Fonthill Abbie II was tagged as a first-year bird in Wiltshire in Spring 2016. S/he* must have hatched in the spring of 2015, meaning Abbie has reached his/her fourth birthday this summer.
Abbie has provided us with spring migration data in each of these four years. The first spring migration we tracked in 2016, was the first that Abbie had ever undertaken, and s/he migrated to a breeding site in western Russia, south-west of St. Petersburg. S/he has made the same journey in every subsequent year and provides us with an interesting opportunity to observe how the migration of the same individual changes from one year to the next.
But this pales in comparison to the true veteran of Woodcock Watch: Wensum. Wensum was caught in Norfolk in Spring 2013. She is by far the longest-transmitting satellite-tagged woodcock of the project.

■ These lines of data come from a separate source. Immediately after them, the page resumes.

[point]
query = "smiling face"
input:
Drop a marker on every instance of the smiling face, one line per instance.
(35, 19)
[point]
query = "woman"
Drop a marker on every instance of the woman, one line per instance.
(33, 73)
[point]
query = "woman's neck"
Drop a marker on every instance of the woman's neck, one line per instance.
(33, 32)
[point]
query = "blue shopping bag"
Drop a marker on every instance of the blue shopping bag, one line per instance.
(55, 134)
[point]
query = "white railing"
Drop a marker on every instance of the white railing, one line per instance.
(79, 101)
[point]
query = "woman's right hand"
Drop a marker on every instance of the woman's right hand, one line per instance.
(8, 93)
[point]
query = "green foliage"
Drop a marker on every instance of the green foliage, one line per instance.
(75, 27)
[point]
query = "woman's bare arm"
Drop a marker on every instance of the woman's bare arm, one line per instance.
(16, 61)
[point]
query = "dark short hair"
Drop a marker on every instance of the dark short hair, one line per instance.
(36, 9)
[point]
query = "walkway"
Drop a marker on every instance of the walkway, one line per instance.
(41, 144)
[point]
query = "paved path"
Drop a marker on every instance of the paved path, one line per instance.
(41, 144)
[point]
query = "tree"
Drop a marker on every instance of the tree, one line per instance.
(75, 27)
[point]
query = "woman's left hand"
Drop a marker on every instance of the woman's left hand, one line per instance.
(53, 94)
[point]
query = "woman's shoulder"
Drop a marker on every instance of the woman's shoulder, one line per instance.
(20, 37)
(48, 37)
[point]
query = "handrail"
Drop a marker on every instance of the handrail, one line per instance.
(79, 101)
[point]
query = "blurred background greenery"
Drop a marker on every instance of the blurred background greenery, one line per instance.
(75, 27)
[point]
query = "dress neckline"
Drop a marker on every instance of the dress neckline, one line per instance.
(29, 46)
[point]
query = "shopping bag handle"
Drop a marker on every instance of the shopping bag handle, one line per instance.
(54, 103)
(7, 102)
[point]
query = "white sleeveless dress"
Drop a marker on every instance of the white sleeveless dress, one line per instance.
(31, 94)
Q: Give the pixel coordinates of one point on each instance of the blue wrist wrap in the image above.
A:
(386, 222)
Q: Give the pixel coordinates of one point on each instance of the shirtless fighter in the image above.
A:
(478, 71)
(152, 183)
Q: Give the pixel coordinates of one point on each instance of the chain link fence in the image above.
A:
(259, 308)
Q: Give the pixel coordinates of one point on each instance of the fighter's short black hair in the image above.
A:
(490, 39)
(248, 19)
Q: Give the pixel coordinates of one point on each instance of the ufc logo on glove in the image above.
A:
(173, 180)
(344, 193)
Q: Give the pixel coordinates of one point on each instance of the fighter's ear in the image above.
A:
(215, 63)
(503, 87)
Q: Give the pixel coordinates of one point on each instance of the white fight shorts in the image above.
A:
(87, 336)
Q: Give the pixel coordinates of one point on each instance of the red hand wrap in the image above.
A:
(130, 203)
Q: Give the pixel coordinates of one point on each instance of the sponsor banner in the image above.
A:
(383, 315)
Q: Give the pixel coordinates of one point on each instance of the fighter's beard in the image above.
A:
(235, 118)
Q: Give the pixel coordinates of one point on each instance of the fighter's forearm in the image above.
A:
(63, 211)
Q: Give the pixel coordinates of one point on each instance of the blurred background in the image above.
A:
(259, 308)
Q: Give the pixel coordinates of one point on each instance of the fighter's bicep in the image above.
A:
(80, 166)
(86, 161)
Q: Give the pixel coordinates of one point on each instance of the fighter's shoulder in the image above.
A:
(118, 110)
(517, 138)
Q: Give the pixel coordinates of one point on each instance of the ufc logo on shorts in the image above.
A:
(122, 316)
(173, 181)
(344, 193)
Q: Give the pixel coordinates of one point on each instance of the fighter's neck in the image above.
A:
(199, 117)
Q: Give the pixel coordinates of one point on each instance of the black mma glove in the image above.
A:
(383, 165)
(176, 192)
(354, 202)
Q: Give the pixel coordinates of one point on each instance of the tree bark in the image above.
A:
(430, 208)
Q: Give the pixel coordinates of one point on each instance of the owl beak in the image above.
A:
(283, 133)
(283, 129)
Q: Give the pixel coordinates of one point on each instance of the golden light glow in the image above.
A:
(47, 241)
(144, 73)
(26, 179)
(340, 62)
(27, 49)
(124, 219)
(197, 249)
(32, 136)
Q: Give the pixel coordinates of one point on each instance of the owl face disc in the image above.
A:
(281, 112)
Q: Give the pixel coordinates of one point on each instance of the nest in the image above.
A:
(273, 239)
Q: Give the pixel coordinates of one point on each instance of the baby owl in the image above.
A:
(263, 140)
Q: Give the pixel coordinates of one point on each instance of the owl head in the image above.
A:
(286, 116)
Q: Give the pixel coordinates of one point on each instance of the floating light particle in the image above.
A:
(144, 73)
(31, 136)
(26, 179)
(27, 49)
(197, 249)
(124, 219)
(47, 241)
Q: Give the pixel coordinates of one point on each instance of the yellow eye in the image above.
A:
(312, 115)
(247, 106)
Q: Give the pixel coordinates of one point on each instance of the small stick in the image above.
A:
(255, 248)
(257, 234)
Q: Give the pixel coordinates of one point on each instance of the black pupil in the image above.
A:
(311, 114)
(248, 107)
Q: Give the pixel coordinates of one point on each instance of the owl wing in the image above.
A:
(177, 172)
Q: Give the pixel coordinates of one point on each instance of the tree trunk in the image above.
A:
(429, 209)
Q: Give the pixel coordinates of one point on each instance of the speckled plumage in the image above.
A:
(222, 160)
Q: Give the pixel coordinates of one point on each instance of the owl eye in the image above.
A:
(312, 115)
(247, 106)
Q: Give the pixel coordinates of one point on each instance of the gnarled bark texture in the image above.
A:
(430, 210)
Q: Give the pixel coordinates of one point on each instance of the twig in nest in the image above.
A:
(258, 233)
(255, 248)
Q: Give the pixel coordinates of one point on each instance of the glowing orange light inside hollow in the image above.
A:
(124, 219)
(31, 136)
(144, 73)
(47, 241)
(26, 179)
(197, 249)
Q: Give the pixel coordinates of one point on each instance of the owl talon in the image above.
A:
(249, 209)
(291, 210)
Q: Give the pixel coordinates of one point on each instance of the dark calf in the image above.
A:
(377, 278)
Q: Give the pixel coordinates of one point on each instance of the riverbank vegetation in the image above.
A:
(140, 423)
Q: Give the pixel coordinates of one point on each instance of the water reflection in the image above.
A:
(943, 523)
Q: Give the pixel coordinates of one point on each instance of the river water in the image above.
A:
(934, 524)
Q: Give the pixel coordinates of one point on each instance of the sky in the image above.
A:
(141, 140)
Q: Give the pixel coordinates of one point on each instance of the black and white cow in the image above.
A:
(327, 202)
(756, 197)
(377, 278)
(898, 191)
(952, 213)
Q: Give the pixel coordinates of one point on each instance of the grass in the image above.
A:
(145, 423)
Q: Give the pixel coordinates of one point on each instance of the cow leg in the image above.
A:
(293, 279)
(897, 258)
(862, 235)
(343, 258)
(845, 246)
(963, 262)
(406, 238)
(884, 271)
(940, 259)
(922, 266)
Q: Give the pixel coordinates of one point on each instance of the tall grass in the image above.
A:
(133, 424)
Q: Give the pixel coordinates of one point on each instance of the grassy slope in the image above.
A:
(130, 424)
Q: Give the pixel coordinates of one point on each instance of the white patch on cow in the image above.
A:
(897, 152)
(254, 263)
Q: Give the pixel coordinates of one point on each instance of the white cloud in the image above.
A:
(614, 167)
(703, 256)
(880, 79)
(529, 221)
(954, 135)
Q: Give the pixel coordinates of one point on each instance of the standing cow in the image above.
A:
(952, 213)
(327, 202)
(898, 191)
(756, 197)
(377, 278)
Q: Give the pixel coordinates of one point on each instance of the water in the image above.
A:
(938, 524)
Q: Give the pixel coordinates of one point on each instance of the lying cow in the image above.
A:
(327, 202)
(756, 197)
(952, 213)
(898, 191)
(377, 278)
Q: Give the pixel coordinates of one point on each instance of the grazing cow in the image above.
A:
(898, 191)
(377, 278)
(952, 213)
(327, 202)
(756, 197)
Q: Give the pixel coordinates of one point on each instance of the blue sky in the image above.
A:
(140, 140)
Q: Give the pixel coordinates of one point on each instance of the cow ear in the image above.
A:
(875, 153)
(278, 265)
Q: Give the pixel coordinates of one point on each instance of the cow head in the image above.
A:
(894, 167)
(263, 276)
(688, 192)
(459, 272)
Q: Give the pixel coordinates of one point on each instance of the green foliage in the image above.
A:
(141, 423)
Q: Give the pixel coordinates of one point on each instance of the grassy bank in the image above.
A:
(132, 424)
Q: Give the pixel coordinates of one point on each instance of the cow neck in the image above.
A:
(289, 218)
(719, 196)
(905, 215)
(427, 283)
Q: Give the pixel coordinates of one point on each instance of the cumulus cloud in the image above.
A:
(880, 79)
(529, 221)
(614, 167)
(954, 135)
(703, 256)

When she was tagged, she was more than a year old (we know this because she did not retain any juvenile plumage) and must therefore be at least eight years old now, possible more. We have watched her make the same 1,300 km migration from Germany to Finland every year since 2014 and yet, despite this, she has never returned to Norfolk!
Wensum has been at her usual Finnish breeding site since 30th March and has transmitted in the last few days (31st Aug) to let us know that she is still alive. Wensum is one of the true heroes of Woodcock Watch, not only for the sheer volume of data she has provided, but for the particularly interesting insight into woodcock migration that she has given us.
*Woodcock are sexed according to certain biometrics (bill length, tail length) but for around half of individuals this cannot be done with certainty.